IX. Mendefinisikan Peristiwa Molekuler di Limfoid Neoplasma

Dalam limfoid leukemia / limfoid lymphoblast garis keturunan sel B (ALL /


LBL), perubahan diagnostik termasuk fusi kromosom dapat dideteksi oleh RT-PCR,
FISH, atau dengan ekspresi microarray. Dalam garis keturunan T-sel ALL / LBL,
peristiwa molekuler diagnostik termasuk mutasi pada NOTCH1 gen dan aktivasi gen
dari gen pengatur Hox melalui penyusunan ulang kromosom yang mendekatkan target
onkogen sebelah reseptor sel T (TCR) penambah, yang secara selektif mendorong
ekspresi menyimpang di clone T-sel. Perubahan ekspresi gen yang disebabkan oleh
aktivasi onkogen juga dapat dideteksi dengan microarray ekspresi RNA. Dalam
limfoma T-sel yang matang, kromosom timbal balik translokasi jauh kurang, terjadi
umumnya hanya pada limfoma sel klasik anaplastik besar dan T-sel prolymphocytic
leukemia.

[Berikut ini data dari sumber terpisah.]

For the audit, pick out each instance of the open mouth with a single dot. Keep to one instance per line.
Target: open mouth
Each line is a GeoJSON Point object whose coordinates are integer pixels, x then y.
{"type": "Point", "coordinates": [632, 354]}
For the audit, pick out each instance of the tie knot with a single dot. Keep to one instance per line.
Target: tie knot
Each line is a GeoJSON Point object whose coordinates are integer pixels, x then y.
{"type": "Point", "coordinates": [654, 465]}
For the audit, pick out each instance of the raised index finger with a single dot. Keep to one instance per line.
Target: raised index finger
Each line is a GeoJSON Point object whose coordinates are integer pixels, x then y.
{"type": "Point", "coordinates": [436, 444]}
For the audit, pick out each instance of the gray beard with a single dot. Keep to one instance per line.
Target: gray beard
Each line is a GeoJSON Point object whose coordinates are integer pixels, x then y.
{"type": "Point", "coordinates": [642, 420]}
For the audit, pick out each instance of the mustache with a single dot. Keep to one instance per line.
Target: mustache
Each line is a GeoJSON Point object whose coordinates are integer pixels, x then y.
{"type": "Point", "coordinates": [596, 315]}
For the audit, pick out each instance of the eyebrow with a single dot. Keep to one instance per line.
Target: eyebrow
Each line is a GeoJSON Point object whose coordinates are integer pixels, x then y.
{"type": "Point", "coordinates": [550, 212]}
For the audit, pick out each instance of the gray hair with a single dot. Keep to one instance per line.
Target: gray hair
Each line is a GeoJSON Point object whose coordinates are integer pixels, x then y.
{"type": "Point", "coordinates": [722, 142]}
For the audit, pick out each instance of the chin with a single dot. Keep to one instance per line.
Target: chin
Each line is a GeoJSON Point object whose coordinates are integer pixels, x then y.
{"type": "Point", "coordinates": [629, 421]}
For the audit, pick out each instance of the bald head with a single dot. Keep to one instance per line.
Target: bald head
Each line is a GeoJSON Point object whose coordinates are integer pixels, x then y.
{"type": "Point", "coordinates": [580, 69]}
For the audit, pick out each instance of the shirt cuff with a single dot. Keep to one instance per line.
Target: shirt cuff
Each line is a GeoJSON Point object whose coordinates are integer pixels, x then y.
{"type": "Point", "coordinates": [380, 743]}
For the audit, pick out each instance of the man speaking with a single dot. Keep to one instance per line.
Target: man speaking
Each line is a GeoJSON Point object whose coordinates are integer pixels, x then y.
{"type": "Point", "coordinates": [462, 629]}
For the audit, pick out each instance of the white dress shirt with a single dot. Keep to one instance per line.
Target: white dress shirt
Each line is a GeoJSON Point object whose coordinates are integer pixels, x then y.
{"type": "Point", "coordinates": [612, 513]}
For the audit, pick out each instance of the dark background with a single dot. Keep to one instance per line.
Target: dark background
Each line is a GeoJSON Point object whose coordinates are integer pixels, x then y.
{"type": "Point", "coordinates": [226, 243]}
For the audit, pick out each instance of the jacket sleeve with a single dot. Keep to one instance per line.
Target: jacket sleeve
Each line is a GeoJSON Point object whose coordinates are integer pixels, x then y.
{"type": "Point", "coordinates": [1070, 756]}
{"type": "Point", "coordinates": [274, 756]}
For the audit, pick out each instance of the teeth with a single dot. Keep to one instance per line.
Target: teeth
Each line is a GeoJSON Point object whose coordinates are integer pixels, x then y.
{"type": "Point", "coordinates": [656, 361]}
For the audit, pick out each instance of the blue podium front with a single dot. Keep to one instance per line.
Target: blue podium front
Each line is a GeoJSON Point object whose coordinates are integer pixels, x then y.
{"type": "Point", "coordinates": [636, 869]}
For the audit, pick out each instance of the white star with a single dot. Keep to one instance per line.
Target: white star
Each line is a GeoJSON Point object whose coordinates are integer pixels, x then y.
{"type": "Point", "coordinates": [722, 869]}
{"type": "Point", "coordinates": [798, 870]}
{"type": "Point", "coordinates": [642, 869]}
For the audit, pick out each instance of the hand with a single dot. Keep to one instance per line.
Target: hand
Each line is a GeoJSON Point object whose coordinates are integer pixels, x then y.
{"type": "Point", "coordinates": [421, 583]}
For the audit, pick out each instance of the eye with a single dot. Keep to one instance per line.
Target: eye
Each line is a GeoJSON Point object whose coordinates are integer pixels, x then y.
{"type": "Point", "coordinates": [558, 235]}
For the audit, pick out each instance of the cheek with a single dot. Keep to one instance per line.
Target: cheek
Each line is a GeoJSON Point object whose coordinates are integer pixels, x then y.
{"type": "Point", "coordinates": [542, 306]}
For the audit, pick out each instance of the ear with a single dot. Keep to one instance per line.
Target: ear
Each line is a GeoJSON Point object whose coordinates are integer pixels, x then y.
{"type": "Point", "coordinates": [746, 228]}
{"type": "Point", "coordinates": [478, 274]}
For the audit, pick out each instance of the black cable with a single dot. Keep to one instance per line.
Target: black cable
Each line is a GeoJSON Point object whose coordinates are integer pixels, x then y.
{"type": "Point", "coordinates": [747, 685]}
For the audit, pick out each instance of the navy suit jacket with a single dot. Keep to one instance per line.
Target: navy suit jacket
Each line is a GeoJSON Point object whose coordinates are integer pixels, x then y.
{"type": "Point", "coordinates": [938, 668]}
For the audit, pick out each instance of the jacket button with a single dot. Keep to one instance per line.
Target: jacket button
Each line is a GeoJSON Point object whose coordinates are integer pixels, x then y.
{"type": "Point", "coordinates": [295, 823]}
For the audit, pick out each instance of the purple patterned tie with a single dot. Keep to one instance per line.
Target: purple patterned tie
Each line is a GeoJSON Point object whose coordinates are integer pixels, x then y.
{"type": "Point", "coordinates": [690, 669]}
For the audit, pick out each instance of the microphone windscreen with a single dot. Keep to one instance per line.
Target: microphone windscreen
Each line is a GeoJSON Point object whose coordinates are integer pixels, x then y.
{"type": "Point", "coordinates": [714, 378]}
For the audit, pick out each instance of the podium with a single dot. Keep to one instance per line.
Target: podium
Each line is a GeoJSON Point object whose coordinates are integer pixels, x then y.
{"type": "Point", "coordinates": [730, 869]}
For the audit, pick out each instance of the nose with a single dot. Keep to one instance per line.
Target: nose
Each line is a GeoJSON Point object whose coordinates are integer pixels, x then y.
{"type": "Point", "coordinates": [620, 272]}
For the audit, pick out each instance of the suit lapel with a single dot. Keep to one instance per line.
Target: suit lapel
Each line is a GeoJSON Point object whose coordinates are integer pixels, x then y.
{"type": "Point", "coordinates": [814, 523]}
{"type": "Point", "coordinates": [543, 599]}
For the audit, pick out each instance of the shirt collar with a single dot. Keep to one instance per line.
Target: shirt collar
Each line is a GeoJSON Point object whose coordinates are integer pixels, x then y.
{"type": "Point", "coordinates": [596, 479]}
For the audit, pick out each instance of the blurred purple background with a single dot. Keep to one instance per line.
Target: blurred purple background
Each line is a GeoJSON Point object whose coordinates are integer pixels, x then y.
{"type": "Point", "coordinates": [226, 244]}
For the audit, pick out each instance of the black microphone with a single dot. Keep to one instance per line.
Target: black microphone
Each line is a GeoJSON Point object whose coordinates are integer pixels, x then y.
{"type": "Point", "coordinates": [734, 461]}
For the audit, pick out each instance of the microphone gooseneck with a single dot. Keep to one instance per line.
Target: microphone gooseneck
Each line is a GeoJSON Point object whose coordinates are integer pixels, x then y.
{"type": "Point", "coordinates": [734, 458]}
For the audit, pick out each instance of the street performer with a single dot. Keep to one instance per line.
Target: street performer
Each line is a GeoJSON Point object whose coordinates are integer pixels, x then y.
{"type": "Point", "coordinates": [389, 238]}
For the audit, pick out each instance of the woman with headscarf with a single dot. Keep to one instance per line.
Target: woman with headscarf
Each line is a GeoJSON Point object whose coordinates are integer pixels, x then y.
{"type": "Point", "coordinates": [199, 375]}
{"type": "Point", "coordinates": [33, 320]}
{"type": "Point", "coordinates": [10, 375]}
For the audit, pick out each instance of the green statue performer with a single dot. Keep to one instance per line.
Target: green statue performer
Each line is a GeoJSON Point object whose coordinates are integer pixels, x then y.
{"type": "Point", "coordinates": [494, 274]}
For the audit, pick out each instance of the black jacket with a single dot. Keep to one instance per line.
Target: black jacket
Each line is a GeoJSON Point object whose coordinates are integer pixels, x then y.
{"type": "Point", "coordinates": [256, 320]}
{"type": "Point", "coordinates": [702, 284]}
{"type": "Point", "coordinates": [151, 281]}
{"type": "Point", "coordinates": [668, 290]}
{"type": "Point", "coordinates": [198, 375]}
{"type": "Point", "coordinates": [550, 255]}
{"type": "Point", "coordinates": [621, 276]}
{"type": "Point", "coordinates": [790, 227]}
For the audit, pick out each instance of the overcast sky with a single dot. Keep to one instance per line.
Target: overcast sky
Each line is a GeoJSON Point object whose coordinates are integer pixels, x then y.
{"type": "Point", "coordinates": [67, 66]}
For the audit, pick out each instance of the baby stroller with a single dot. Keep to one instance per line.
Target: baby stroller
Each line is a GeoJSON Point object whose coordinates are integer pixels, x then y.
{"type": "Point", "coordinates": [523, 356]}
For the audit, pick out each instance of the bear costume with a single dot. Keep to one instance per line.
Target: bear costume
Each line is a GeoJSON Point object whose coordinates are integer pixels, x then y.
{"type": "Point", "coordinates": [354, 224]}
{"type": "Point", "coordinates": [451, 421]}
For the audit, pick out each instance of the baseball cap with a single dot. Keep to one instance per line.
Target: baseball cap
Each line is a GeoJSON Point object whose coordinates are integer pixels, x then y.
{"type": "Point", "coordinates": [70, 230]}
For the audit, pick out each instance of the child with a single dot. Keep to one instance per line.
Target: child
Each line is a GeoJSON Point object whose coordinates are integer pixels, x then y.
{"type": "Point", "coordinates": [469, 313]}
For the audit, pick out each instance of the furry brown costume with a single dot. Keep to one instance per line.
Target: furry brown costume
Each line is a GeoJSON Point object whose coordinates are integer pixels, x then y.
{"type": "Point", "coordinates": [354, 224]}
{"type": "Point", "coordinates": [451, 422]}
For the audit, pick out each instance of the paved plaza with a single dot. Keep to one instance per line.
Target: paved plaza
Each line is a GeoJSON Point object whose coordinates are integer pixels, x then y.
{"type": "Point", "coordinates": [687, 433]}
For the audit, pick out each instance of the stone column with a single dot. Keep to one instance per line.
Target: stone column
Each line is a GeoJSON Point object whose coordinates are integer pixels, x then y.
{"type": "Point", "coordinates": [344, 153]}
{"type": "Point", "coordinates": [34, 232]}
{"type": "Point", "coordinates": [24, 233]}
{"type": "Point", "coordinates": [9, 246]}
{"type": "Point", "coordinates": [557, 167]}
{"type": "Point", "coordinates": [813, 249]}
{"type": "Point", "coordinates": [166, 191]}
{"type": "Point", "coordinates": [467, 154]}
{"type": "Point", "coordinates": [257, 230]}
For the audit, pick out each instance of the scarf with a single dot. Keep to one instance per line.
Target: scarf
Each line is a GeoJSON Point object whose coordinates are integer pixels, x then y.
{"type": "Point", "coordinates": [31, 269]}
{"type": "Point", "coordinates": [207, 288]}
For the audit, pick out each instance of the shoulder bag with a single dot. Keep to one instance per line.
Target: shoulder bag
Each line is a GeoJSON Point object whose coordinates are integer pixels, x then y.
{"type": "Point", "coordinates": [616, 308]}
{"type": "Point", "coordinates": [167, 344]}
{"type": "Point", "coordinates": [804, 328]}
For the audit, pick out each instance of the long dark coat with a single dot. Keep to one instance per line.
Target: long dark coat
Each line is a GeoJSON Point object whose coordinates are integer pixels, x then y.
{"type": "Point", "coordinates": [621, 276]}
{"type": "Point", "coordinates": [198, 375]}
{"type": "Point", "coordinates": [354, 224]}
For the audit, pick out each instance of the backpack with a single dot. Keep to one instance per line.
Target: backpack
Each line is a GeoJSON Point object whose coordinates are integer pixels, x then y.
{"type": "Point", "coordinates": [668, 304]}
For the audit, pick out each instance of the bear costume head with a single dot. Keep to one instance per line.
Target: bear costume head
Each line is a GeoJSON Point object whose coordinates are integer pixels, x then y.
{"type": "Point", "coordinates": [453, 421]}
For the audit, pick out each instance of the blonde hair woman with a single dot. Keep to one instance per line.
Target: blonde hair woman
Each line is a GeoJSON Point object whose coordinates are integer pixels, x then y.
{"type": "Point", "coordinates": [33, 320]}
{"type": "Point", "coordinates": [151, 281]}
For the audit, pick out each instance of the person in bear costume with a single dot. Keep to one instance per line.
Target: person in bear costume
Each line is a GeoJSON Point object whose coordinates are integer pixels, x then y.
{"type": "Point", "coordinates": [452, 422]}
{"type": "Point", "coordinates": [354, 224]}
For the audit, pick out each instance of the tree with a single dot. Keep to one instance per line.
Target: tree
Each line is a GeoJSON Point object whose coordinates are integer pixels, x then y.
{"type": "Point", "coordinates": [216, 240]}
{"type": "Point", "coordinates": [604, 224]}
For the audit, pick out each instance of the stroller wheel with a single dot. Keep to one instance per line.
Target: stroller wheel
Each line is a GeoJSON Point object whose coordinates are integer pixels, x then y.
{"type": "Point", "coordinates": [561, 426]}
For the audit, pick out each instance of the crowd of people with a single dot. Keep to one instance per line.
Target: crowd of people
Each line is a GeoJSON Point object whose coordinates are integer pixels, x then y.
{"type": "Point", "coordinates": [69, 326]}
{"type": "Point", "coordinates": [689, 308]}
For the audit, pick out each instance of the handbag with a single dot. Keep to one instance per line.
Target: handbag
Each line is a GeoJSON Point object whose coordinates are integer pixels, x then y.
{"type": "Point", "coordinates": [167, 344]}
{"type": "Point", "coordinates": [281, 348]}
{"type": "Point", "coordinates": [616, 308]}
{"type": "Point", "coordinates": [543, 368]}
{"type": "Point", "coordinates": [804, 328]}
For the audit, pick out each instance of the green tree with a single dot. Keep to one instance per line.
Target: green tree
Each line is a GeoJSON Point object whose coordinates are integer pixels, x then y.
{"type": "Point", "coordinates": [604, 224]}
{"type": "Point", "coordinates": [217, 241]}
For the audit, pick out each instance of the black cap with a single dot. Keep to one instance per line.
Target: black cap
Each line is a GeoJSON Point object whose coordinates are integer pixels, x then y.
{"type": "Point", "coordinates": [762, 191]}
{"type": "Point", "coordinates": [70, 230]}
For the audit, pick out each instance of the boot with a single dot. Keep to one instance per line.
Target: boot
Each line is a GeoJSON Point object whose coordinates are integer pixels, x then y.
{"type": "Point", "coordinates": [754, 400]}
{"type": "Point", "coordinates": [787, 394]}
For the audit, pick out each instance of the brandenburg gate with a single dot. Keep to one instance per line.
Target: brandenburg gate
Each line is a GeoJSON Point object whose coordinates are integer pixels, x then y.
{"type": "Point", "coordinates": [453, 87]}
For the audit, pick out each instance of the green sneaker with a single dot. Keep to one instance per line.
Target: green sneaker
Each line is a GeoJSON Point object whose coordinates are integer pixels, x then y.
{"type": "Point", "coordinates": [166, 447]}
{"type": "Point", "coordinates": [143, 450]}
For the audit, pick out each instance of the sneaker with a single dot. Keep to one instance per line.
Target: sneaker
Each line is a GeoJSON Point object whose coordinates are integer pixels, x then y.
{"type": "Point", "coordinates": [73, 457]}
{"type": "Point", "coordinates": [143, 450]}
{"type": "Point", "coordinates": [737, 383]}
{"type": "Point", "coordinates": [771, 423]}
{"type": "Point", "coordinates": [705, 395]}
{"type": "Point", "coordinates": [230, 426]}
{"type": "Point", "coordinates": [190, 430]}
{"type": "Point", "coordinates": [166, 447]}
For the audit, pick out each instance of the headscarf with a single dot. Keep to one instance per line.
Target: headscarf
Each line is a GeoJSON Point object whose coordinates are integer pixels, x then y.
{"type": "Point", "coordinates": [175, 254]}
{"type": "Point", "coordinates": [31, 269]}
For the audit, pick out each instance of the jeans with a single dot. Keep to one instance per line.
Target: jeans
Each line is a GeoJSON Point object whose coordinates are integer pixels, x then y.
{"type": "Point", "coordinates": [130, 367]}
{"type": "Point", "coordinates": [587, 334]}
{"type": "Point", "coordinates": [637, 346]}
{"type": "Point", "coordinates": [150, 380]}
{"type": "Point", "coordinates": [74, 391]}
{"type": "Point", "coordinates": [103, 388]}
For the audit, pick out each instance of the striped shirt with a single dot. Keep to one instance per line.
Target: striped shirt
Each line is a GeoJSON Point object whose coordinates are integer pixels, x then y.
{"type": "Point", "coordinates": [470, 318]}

Dalam dua neoplasma ini, PCR, FISH, atau imunohistokimia mendeteksi
protein abnormal untuk menyatakan ( ALK dan TCL1) masing-msing adalah modalitas
diagnostik. Baru-baru ini, translokasi lain yang mempengaruhi jalur sinyal telah
diidentifikasi. Namun, dalam neoplasma T-sel lainnya, ketidak stabilan gen
mengakibatkan beberapa kromosom perubahan dan gen mutasi, mirip dengan yang
terlihat di AML-risiko umumnya terlihat. Temuan ini menunjukkan bahwa genomic
arrays mungkin digunakan untuk tes diagnostik tumor.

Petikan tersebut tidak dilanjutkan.